S’agissant de l’une des nécropoles les plus importantes de la ville, on y trouve des tombes véritablement monumentales. Par exemple, le mausolée de la princesse Fathia, celui du sultan Al Ashraf Qaytbay (architecture mamelouke du milieu du XVe siècle) ou celui de la famille de Mehmet Ali (dont la tombe se trouve dans la Mosquée d’Albâtre).
Ce que la Cité des Morts n’est PAS
Maintenant que vous savez ce qu’est la Cité des Morts au Caire, il est tout aussi important d’expliquer ce qu’elle n’est pas. Et tout d’abord, il convient de rappeler que ce n’est pas un site touristique. Bien qu’elle soit incluse dans le site classé au Patrimoine mondial de l’Unesco (Le Caire historique), et bien que certaines agences proposent des visites ici, ce n’est pas un lieu qui se visite comme les sites payants (musées, mosquées) ou les places du centre-ville.
C’est pourquoi sa visite n’est recommandée qu’aux personnes ayant des centres d’intérêt très spécifiques, que ce soit d’un point de vue sociologique ou d’un autre historico-artistique, comme les chercheurs. Notre agence ne l’inclut donc pas dans les circuits touristiques à travers le pays, mais nous vous rappelons que nous pouvons adapter n’importe quel itinéraire, car nous travaillons sur mesure pour chaque client.
La Cité des Morts n’est même pas un quartier comme les autres. Aussi douloureux que cela puisse être, il s’agit de l’une des zones les plus défavorisées de la capitale, où les structures d’habitation ne peuvent pas être considérées comme des maisons, mais plutôt comme des logements insalubres, car la plupart sont dépourvues d’électricité et d’eau courante.
Il est vrai qu’en vous promenant dans la Cité des Morts, vous croiserez non seulement des familles et des habitants locaux, au cœur de leur quotidien si particulier, mais aussi des voyageurs étrangers. Ses habitants y sont déjà habitués et proposent même de montrer quelques recoins emblématiques du « quartier », en échange, peut-être, d’une aide financière.

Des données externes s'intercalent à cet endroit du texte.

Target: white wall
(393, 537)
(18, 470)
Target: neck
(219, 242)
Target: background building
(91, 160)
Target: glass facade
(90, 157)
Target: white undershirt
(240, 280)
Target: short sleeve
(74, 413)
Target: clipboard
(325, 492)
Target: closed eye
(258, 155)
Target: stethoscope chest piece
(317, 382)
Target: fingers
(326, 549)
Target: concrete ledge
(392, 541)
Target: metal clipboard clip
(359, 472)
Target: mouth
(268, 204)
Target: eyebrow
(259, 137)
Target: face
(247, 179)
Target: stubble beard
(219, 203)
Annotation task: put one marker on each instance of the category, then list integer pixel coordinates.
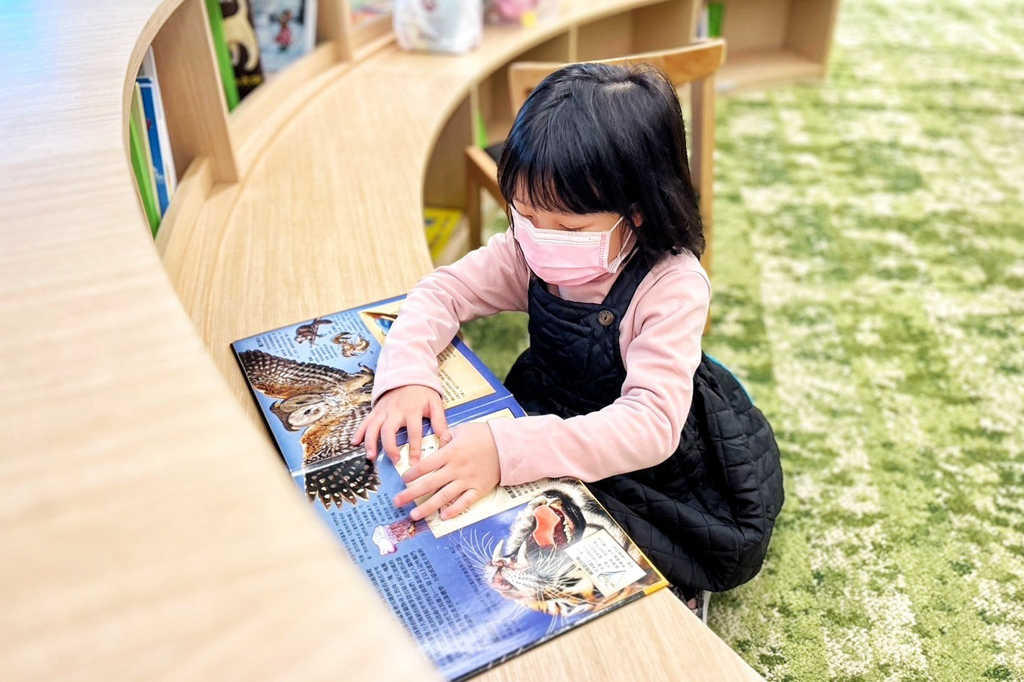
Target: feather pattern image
(329, 403)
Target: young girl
(603, 254)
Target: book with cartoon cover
(519, 566)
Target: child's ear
(635, 217)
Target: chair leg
(473, 212)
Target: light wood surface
(147, 525)
(147, 528)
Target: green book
(141, 165)
(223, 56)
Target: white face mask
(563, 258)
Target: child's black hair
(595, 138)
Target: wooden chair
(694, 66)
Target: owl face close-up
(300, 411)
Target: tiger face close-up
(531, 567)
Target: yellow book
(440, 224)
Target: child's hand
(458, 474)
(406, 406)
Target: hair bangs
(549, 164)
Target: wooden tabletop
(146, 525)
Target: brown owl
(329, 403)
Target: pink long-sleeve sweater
(659, 339)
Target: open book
(518, 567)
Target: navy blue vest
(706, 514)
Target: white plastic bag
(438, 26)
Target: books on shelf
(243, 45)
(157, 133)
(224, 65)
(141, 161)
(441, 226)
(368, 10)
(521, 565)
(286, 30)
(255, 39)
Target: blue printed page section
(485, 591)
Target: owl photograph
(327, 405)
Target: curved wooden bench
(147, 525)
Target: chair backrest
(694, 66)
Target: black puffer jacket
(705, 515)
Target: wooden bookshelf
(163, 536)
(773, 42)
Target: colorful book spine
(170, 172)
(223, 55)
(141, 162)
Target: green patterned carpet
(869, 291)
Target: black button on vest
(706, 514)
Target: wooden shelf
(756, 69)
(646, 29)
(772, 42)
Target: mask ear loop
(622, 247)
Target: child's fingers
(415, 435)
(372, 429)
(423, 485)
(441, 498)
(388, 434)
(460, 505)
(439, 422)
(435, 461)
(357, 436)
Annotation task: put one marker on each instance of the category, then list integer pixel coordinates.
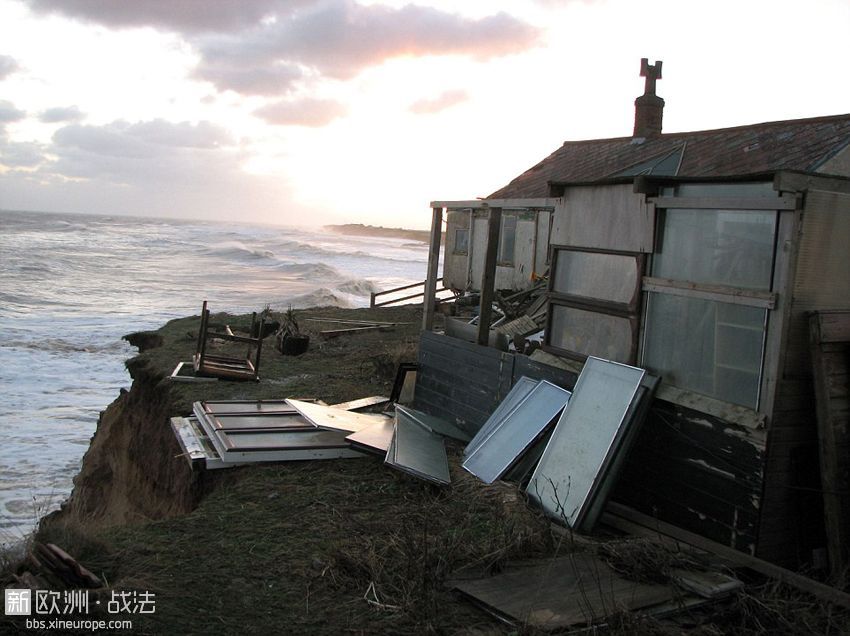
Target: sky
(305, 112)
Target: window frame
(765, 299)
(630, 311)
(455, 250)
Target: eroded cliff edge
(133, 470)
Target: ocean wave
(322, 297)
(59, 345)
(307, 270)
(360, 287)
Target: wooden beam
(430, 291)
(638, 523)
(784, 202)
(830, 365)
(798, 182)
(720, 293)
(488, 278)
(481, 204)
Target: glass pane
(716, 247)
(706, 346)
(612, 277)
(514, 434)
(506, 245)
(591, 333)
(583, 440)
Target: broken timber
(830, 347)
(633, 522)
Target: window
(709, 296)
(461, 245)
(507, 240)
(594, 298)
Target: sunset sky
(302, 112)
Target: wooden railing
(374, 295)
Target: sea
(72, 285)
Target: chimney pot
(649, 108)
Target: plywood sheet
(334, 419)
(579, 589)
(375, 438)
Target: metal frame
(555, 484)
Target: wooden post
(829, 333)
(488, 279)
(430, 292)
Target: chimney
(649, 108)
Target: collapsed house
(700, 257)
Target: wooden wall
(792, 513)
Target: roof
(799, 144)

Enfin, ce n’est pas un lieu dont les autorités soient particulièrement fières, en raison des difficultés que traversent ses habitants et de celles qu’elles rencontrent elles-mêmes pour améliorer les infrastructures de la ville. Et les protestations que mènent souvent les habitants contre la construction d’infrastructures (métro, routes, communications) impliquant des démolitions ou des expulsions forcées en sont la preuve.